Call it a baptism of fire, New Orleans style. After three years of struggle, Paladar 511 opened in March to steady business. “After putting in $50,000, $70,000, $100,000—it’s hard to walk away,” Murphy said one recent Sunday afternoon while a stream of customers came through the restaurant’s door. It was not yet 6 p.m. “And it turns out, most of the complaints we were getting were about parking. They’d rather have blighted buildings and less skilled jobs in the neighborhood than to have to fight for parking spaces.”

Paladar 511 in Faubourg Marigny, New Orleans.

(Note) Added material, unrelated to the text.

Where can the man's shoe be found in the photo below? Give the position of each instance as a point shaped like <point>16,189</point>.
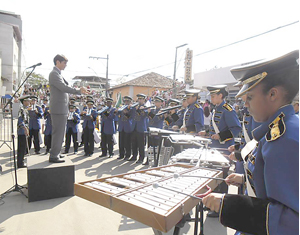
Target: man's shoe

Paladar 511 has become not just a neighborhood favorite but one of a huge new wave of dining choices in the city. Nowhere is that clearer than in the Bywater, Faubourg Marigny, and St. Roch neigborhoods.

This spring the St. Roch Market reopened for the first time since the storm. Before Katrina, the market was a downbeat, un-air-conditioned purveyor of fresh seafood and meats. It is directly across St. Claude Avenue from the Healing Center. Backed by an enormous infusion of federal grant money, what was expected to open as an affordable butcher, bakery, and fishmonger for residents is instead the second coming of Williamsburg. Now it’s a brightly lit, open-air, upscale food court offering all manner of millennial fare—kale, confit, craft cocktails—and bustling with clientele decked out in seersucker and corduroy. Not everyone is happy. Days after the market’s reopening, vandals broke more than two dozen windows. They spray-painted a powerful two-pronged message: “Fuck Yuppies” and “Yuppy = Bad.

For the first time in decades, much of New Orleans is booming: Foundations have called the city one of America’s most vibrant small-business environments. Forbes described the post-Katrina economic growth as “the greatest turnaround in our lifetime.” Much of that highfalutin praise would likely apply to the city’s downtown, where start-up incubators seem to be everywhere. But for boutiques, bars, and restaurants, the holy Trinity of the Bywater, St. Roch, and Faubourg Marigny neighborhoods is leading the way. The changes will be similar to what we’ve seen elsewhere: In Manhattan, think the Village. In Brooklyn, think Williamsburg. In Washington, think Adams-Morgan. In San Francisco, think the Haight. Or all of Austin.

Is gentrification exploitation? Or is it just some organic reimagining of an economic dead zone? Or are those simply two definitions of the same thing? It’s probably safe to say that no other area of New Orleans looks, feels, and smells more dramatically different than it did before the storm than Faubourg Marigny, the Bywater, and St. Roch. Along has come a new generation, looking just like an old generation, with long greasy hair and funny clothes and singing the-times-they-are-a-changin’. That’s the only thing that’s not going to change around here. “The way I see it,” says Orr, the musician, “Katrina gave me six or seven years to say good-bye to the New Orleans that I loved.”